A large number of chip makers these days are developing server-class system-on-chips based on the ARM architecture, and trying to grab a piece of the lucrative server market.
Several analysts have also expressed their beliefs that ARM architecture could disrupt the server market. But the CEO of VMware, Patrick Gelsinger remains skeptical about ARM in the server space:
“We are skeptical that chips [from] outside of Intel and Advanced Micro Devices’ x86 [architecture] will find much uptake outside of niche use cases. Even if you could drop the power consumption of x86 by 25%, it would not make that much of a difference. Chip architectures don’t change because of 25% power improvements. You have got to have 10x power improvements to make that happen.”

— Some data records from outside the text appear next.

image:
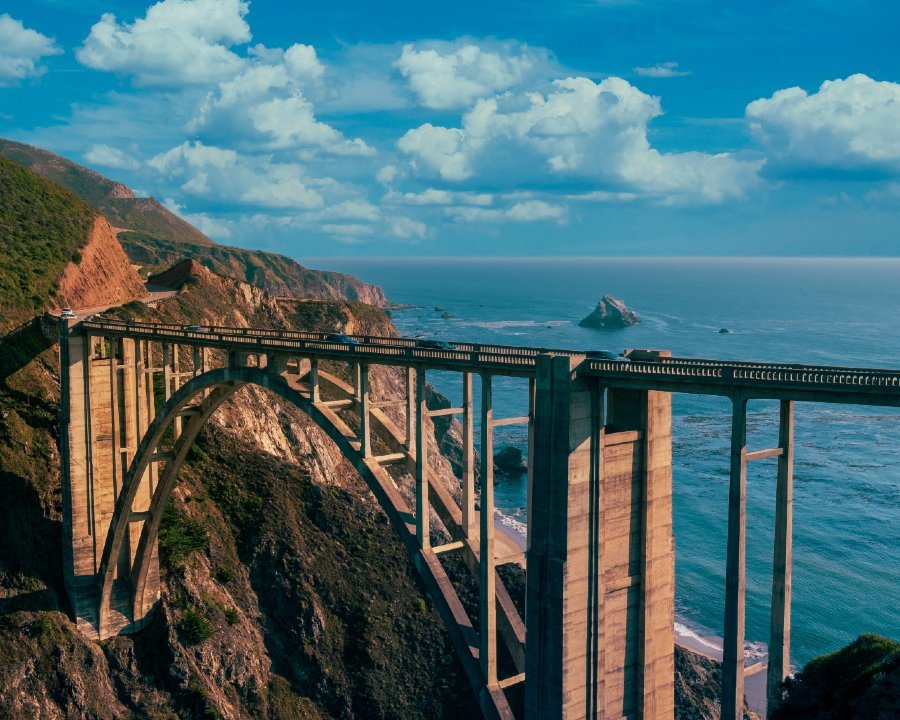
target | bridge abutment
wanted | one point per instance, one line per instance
(600, 607)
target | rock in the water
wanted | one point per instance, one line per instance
(509, 461)
(610, 313)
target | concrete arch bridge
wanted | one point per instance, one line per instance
(597, 637)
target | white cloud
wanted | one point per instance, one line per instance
(526, 211)
(107, 156)
(434, 196)
(851, 124)
(21, 49)
(265, 107)
(446, 75)
(662, 70)
(347, 229)
(404, 228)
(579, 131)
(224, 176)
(215, 228)
(177, 43)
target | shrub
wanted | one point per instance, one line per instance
(195, 628)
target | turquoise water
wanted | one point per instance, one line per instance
(847, 458)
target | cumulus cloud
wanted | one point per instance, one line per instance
(404, 228)
(177, 43)
(21, 50)
(213, 227)
(446, 75)
(107, 156)
(222, 175)
(851, 124)
(579, 131)
(435, 196)
(661, 70)
(526, 211)
(265, 106)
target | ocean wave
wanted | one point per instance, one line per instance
(503, 324)
(516, 526)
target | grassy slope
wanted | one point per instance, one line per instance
(111, 198)
(42, 226)
(858, 682)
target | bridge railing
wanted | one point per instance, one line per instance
(668, 371)
(675, 370)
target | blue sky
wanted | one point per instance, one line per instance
(604, 127)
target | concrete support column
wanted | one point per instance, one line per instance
(532, 384)
(410, 408)
(365, 435)
(735, 569)
(600, 581)
(780, 628)
(486, 579)
(423, 531)
(314, 380)
(468, 469)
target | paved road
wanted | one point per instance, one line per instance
(155, 294)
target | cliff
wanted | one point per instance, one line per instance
(102, 275)
(157, 239)
(113, 199)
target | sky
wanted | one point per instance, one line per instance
(565, 128)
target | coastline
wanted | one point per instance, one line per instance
(512, 533)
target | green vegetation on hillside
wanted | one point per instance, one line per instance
(115, 201)
(42, 227)
(858, 682)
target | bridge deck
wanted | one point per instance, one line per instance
(753, 380)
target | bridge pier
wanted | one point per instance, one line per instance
(600, 583)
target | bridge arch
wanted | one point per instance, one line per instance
(201, 397)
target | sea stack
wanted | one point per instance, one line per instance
(610, 313)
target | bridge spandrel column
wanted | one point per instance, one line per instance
(600, 605)
(75, 436)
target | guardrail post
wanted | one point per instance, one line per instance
(365, 436)
(780, 627)
(488, 608)
(735, 569)
(468, 468)
(423, 531)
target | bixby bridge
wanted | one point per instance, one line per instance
(597, 638)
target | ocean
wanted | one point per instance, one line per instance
(846, 575)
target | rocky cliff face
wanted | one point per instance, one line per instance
(101, 273)
(610, 313)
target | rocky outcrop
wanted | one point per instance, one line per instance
(698, 687)
(610, 313)
(101, 273)
(509, 461)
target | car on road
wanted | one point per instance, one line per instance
(341, 338)
(435, 345)
(605, 355)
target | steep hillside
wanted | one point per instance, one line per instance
(277, 274)
(858, 682)
(114, 200)
(154, 237)
(54, 250)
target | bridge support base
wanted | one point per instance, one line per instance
(600, 603)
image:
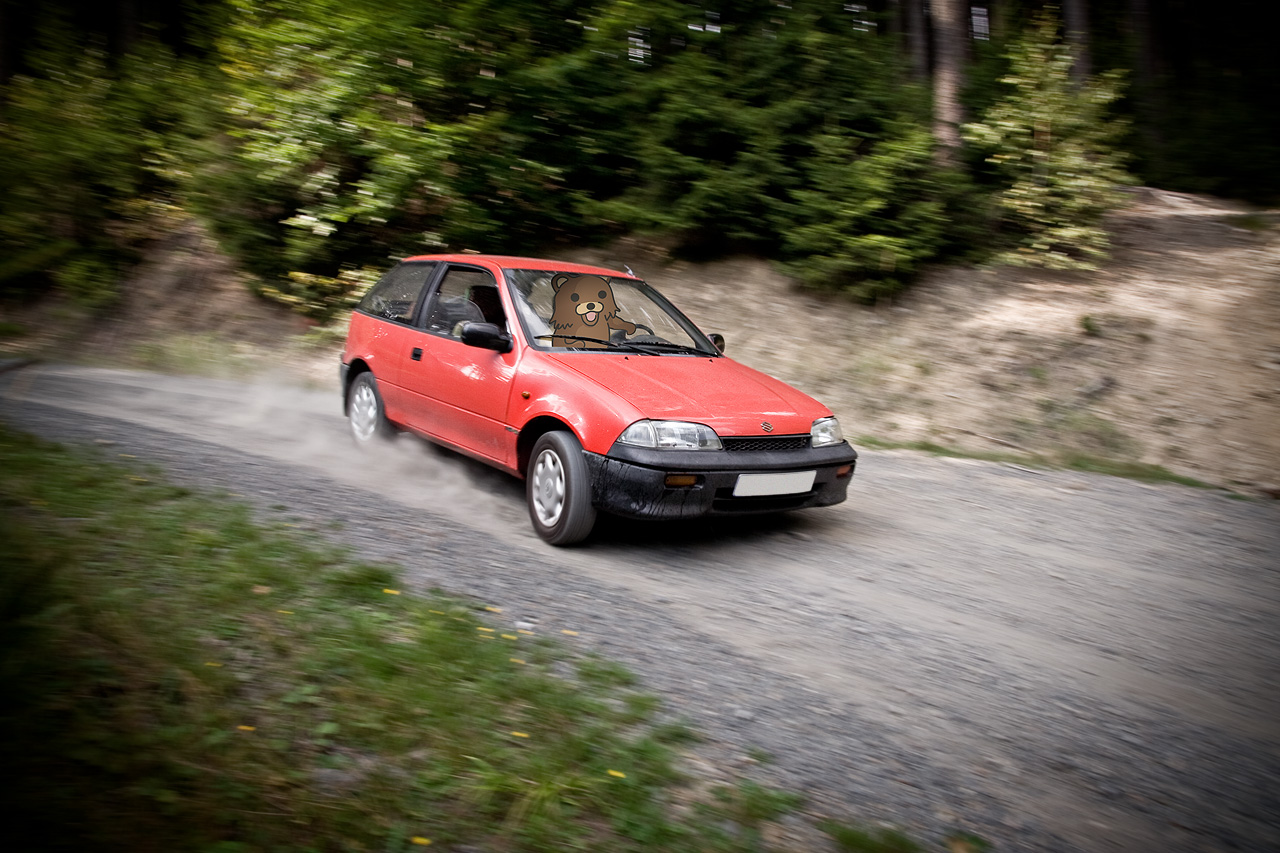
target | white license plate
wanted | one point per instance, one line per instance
(758, 484)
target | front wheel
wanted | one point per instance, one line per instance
(558, 488)
(365, 413)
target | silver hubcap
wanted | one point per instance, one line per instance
(548, 488)
(364, 411)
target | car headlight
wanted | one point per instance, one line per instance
(824, 432)
(670, 434)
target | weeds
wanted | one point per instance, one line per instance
(174, 675)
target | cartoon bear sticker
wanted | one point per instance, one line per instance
(584, 311)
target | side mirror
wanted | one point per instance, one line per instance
(487, 336)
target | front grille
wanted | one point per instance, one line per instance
(766, 443)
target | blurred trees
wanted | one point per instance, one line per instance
(321, 137)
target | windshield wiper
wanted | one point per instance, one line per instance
(667, 346)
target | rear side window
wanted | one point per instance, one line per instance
(396, 295)
(466, 295)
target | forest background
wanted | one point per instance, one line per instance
(854, 144)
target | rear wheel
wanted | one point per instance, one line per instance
(365, 413)
(558, 488)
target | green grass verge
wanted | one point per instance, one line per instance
(1073, 461)
(178, 676)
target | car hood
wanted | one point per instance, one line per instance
(727, 396)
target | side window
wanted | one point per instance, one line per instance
(397, 292)
(466, 295)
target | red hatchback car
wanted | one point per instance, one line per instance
(590, 386)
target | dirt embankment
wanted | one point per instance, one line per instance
(1169, 355)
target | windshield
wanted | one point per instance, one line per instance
(581, 311)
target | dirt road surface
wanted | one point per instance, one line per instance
(1051, 660)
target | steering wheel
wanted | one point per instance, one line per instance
(618, 336)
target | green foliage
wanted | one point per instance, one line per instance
(177, 675)
(81, 144)
(855, 839)
(1055, 154)
(871, 219)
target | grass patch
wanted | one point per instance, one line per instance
(1069, 460)
(176, 675)
(856, 839)
(1142, 471)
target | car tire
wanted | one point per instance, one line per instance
(558, 488)
(366, 414)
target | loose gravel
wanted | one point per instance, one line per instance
(1052, 661)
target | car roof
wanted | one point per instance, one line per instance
(512, 261)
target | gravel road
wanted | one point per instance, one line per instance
(1054, 661)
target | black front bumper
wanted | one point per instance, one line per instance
(632, 482)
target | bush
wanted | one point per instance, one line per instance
(1054, 150)
(869, 220)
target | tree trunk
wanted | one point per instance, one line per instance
(917, 39)
(949, 32)
(1075, 14)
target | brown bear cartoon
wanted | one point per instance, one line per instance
(584, 311)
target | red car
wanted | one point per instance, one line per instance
(590, 386)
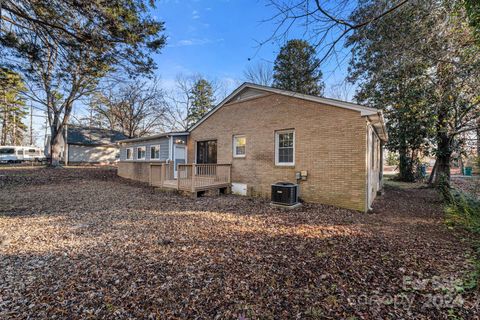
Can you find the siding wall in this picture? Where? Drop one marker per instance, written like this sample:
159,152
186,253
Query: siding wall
139,171
164,147
98,154
330,143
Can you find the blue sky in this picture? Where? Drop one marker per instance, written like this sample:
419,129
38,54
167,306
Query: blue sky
216,38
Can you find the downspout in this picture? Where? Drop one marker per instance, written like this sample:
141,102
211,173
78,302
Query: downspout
65,146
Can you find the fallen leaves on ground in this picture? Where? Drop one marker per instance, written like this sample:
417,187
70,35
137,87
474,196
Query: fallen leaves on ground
83,243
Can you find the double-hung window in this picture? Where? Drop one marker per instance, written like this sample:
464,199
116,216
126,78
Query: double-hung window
285,148
239,146
155,152
141,152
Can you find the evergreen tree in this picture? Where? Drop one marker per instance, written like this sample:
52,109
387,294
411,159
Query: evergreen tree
12,108
202,100
297,69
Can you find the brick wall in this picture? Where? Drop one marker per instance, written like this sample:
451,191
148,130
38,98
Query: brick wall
139,171
330,143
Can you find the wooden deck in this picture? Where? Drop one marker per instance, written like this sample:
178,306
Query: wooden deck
191,177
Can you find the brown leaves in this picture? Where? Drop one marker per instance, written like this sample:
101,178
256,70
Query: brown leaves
82,243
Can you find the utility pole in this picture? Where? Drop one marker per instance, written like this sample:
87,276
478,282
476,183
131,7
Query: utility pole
14,128
31,124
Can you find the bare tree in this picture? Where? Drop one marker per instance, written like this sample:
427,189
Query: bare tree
180,101
325,23
136,109
260,73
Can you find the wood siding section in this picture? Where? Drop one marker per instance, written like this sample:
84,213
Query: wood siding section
330,143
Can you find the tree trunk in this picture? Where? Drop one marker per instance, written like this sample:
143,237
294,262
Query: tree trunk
405,166
444,154
55,145
432,174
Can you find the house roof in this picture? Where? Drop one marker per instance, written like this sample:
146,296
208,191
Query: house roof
156,136
375,116
92,136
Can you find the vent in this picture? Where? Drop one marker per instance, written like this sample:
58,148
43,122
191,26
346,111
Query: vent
285,193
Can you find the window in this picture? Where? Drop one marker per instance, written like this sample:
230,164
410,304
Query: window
285,148
239,144
207,151
141,152
129,153
155,152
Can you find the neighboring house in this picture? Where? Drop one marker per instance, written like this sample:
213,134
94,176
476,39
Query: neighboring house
260,135
89,145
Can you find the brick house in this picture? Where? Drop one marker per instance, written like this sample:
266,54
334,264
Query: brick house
260,135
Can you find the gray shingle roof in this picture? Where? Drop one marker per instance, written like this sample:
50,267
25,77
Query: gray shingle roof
93,136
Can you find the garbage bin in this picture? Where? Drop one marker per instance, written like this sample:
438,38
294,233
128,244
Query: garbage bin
468,171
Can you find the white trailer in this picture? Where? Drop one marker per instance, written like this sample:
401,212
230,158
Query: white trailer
17,154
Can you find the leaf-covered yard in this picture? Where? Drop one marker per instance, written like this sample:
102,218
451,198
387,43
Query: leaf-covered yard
82,243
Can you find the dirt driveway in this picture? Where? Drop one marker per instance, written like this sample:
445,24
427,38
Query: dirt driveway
82,243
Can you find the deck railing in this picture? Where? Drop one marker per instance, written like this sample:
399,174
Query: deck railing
190,177
160,172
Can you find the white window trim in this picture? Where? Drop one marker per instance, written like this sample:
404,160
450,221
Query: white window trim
144,157
155,145
234,146
131,153
277,134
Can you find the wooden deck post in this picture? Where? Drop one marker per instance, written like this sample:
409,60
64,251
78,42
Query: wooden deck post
178,176
162,174
194,174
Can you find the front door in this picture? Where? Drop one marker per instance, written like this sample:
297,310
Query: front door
179,158
207,152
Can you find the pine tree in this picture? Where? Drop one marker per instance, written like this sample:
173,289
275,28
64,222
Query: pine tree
12,107
202,98
297,69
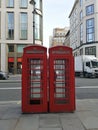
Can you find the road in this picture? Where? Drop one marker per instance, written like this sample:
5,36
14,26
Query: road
85,88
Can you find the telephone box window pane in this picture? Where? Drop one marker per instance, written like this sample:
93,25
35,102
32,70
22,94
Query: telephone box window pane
10,3
10,34
10,48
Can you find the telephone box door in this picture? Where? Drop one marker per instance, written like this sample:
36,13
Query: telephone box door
34,79
61,73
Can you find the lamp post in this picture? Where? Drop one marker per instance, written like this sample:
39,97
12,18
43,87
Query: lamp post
33,12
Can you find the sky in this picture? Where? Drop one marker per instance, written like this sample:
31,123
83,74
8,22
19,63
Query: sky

Prior to joining VMware, Patrick spent thirty years designing chips at Intel, so he knows the business inside out. Still, he raises some valid points above, and unless the situation drastically improves in terms of power requirements, x86 architecture is set to rule.
And this is good news for Microsoft and its server ambitions. The company recently made its first foray into ARM with Windows RT to a lukewarm response.
Nevertheless, a recent report from HIS iSuppli seems to suggest that ARM is increasingly gaining support from software and OS vendors — and if this continues, it could potentially put pressure on both Intel and AMD in the coming years.